Tom Boonen (Quickstep)
Photo ©: Jon Devich
Boonen also went back to his issue with Robbie McEwen in Friday's 12th
stage. "Robbie was acting stupid on Friday, I still think so," said the
Belgian. "But we don't argue, as we simply don't talk. I can reassure
Belgium though. Quick.Step and Davitamon need each other more than anything
at the moment.
"Come on now. It wasn't the first time this year we were leading the
peloton? We always try to make the race. I haven't heard them complain
when we did so during the first week of the Tour and McEwen won three
times thanks to that."
Celestino on way home
Team Milram's Mirko Celestino was one of four riders who pulled out
of the Tour de France on Sunday. Breakaway riders Rik Verbrugghe and David
Canada came down in a crash with 40 kilometres to go and left the race
to get necessary medical treatment while Celestino and Magnus Bäckstedt
also called it a day before the finish.
The team said that general fatigue was the reason. "Mirko had not recovered
from the efforts of the previous days and has had to raise the white flag.
His physical condition was good and on the rise before the start, but
evidently it was not sufficient to meet the demands of the Tour de France.
He crashed during Paris-Nice and his resulting lack of racing meant that
his recovery wasn't as good as it might have been."
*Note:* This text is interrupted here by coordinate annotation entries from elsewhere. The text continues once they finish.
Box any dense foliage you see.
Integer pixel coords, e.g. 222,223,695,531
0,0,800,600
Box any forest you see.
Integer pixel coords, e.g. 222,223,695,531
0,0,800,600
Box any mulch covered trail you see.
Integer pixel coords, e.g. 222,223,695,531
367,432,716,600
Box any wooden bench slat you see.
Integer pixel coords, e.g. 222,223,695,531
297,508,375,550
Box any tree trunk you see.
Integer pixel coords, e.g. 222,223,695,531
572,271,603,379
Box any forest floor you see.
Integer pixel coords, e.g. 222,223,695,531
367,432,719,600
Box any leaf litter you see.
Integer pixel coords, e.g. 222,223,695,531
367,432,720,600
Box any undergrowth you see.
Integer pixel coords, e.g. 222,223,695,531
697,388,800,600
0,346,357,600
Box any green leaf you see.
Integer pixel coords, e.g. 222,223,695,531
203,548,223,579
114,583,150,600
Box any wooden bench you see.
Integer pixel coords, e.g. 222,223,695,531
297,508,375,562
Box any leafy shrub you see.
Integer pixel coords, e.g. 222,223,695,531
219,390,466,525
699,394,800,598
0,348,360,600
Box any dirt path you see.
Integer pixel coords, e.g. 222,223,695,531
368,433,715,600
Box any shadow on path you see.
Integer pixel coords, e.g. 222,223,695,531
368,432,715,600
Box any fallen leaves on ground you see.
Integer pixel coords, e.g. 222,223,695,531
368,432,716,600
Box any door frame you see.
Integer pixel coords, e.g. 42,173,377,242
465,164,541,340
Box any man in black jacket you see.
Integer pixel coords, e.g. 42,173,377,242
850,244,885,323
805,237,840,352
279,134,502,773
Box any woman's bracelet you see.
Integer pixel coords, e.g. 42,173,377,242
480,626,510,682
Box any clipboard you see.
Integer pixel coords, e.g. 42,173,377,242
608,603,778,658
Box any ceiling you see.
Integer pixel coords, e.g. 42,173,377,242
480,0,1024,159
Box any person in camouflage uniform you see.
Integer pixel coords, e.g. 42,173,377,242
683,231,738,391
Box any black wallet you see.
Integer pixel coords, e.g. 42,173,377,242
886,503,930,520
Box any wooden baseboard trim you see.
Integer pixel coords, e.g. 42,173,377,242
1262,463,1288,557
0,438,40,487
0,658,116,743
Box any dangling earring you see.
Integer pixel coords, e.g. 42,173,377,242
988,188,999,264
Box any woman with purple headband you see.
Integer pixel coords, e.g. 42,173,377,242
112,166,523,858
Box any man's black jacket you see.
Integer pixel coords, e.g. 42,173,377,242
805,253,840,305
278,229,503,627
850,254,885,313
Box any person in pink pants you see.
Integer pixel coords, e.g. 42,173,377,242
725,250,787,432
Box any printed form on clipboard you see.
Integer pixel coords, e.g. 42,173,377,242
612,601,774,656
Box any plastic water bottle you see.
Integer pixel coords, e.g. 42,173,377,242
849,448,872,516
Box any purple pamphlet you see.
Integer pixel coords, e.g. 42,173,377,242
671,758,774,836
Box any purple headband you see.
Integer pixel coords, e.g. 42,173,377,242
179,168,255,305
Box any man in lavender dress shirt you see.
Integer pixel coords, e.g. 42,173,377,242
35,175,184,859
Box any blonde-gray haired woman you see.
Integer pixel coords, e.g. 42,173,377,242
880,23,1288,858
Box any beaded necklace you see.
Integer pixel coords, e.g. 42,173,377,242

Celestino will rest and then concentrate his efforts on hitting top
for the end of the season. He will target the Italian semi-classics, riding
the world championships and then the Tour of Lombardy.
Freire leaves the Tour... for a day
Oscar Freire has left the Tour de France on Monday's rest day in order
to visit his wife and newborn son in hospital in Switzerland. Oscar's
wife gave birth to baby Marco on Sunday. The race director and jury gave
Freire permission for the visit, and the Spaniard, who has two stage wins
so far in the race, travelled in a private jet to Lugano, Switzerland.